Der Energieexperte Loyle Campbell erläutert weiter die Auswirkungen auf die regionalen Energieflüsse. Israel ist ein bedeutender Gasproduzent. 2022 produzierte Israel 21,9 Milliarden Kubikmeter (bcm) Gas - 10,2 davon wurden von der Tamar-Plattform produziert. Diese Plattform liegt nordwestlich des Gazastreifens und wurde aufgrund ihrer Nähe von der israelischen Regierung zur Schließung angeordnet. Dies könnte Israel mit Gasengpässen konfrontieren, die sich bei fehlenden Exporten ausweiten könnten. 2022 exportierte Israel 9,2 bcm Gas nach Ägypten und Jordanien. Mit dem Stillstand von Tamar werden die Exporte gestört sein, da Israel den heimischen Bedarf priorisiert. Dies wird Ägypten Schwierigkeiten bereiten, seiner wachsenden Nachfrage gerecht zu werden und gleichzeitig Flüssiggasexporte nach Europa aufrechtzuerhalten. Die Angebotslücke hat bereits zu steigenden Gaspreisen in Europa geführt.

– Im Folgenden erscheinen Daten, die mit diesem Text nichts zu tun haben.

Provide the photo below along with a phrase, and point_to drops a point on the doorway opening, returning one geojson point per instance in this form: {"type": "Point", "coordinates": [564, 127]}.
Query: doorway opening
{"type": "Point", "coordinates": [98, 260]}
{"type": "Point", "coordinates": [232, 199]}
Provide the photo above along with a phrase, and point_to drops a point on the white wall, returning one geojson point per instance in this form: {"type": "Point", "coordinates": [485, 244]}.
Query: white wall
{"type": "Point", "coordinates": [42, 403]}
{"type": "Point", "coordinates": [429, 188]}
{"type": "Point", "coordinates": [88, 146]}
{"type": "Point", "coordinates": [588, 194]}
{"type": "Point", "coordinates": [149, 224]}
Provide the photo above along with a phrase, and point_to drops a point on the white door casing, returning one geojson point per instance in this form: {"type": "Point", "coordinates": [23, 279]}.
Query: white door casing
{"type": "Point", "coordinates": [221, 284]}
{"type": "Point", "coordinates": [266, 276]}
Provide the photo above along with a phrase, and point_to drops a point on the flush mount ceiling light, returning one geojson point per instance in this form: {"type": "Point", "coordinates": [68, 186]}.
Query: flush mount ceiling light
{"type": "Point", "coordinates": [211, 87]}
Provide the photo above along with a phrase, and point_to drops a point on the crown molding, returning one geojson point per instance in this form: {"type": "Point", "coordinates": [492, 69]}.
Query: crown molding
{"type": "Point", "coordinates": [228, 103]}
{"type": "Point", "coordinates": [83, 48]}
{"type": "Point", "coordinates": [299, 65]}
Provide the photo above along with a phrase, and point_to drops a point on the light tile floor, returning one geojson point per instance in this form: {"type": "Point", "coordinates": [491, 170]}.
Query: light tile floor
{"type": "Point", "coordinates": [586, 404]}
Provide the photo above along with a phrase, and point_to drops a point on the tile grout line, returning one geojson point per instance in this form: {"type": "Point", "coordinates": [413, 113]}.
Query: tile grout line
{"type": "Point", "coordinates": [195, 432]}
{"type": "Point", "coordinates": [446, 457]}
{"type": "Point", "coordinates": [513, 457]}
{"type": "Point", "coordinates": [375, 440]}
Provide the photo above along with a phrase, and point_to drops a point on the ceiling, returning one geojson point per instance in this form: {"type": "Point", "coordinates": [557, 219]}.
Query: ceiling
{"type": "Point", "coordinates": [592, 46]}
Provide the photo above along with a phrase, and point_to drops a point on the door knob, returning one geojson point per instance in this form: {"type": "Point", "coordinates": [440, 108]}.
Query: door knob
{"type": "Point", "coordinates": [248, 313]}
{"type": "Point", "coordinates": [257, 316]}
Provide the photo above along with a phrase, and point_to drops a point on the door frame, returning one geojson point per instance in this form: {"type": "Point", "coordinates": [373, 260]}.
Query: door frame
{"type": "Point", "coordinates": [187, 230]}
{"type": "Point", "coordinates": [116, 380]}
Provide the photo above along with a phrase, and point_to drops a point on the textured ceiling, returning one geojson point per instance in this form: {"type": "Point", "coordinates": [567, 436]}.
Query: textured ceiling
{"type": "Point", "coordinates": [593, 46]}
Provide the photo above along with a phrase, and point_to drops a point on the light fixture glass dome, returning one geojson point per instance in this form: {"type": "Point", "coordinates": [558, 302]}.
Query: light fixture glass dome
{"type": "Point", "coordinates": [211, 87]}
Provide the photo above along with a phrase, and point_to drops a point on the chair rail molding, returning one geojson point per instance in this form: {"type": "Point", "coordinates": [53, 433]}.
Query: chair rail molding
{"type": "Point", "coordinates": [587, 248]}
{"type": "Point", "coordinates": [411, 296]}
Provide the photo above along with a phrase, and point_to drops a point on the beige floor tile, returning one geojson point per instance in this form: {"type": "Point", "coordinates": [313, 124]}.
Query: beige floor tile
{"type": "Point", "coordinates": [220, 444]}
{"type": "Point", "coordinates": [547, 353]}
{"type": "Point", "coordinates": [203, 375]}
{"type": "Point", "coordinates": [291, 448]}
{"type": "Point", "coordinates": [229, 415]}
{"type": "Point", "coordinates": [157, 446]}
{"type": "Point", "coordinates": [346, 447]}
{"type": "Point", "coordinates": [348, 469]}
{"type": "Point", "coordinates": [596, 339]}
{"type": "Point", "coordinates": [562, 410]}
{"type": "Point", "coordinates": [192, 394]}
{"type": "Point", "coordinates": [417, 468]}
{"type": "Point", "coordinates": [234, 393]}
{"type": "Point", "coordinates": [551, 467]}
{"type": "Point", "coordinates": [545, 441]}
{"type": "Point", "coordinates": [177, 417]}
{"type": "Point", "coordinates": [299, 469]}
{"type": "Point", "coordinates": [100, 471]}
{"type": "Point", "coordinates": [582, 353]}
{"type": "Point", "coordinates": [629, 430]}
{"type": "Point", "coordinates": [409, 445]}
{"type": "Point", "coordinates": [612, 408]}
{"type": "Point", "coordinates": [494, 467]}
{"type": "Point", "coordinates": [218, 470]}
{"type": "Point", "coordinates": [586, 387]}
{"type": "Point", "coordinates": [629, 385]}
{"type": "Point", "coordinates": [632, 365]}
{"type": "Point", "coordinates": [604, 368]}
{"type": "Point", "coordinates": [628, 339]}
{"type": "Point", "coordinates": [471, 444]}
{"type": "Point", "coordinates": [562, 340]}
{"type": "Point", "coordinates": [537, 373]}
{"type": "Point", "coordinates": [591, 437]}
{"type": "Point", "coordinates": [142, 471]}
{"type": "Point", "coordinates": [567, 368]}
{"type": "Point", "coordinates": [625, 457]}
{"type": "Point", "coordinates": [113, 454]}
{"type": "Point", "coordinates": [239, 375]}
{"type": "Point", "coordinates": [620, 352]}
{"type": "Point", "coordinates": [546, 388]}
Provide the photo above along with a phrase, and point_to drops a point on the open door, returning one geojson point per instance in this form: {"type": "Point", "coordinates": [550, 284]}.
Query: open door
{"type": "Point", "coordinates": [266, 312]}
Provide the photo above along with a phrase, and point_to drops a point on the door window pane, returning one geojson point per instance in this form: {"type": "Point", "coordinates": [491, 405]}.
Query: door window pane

Ein komplexes geopolitisches Mosaik
Der Angriff der Hamas auf Israel ist ein brutaler Akt ungerechtfertigter Gewalt mit schwerwiegenden Folgen für die Region. Gleichzeitig muss er vor dem Hintergrund komplexer geopolitischer Entwicklungen betrachtet werden. Während Staaten und Bündnisse sich mit diesen Entwicklungen auseinandersetzen müssen, will die DGAP mit interdisziplinären Analysen und verschiedenen Perspektiven mögliche politische Antworten erörtern. Denn in diesen turbulenten Zeiten sind kohärente, werteorientierte Strategien, die auf einem unerschütterlichen Bekenntnis zu Demokratie und internationaler Rechtsstaatlichkeit beruhen, das Gebot der Stunde.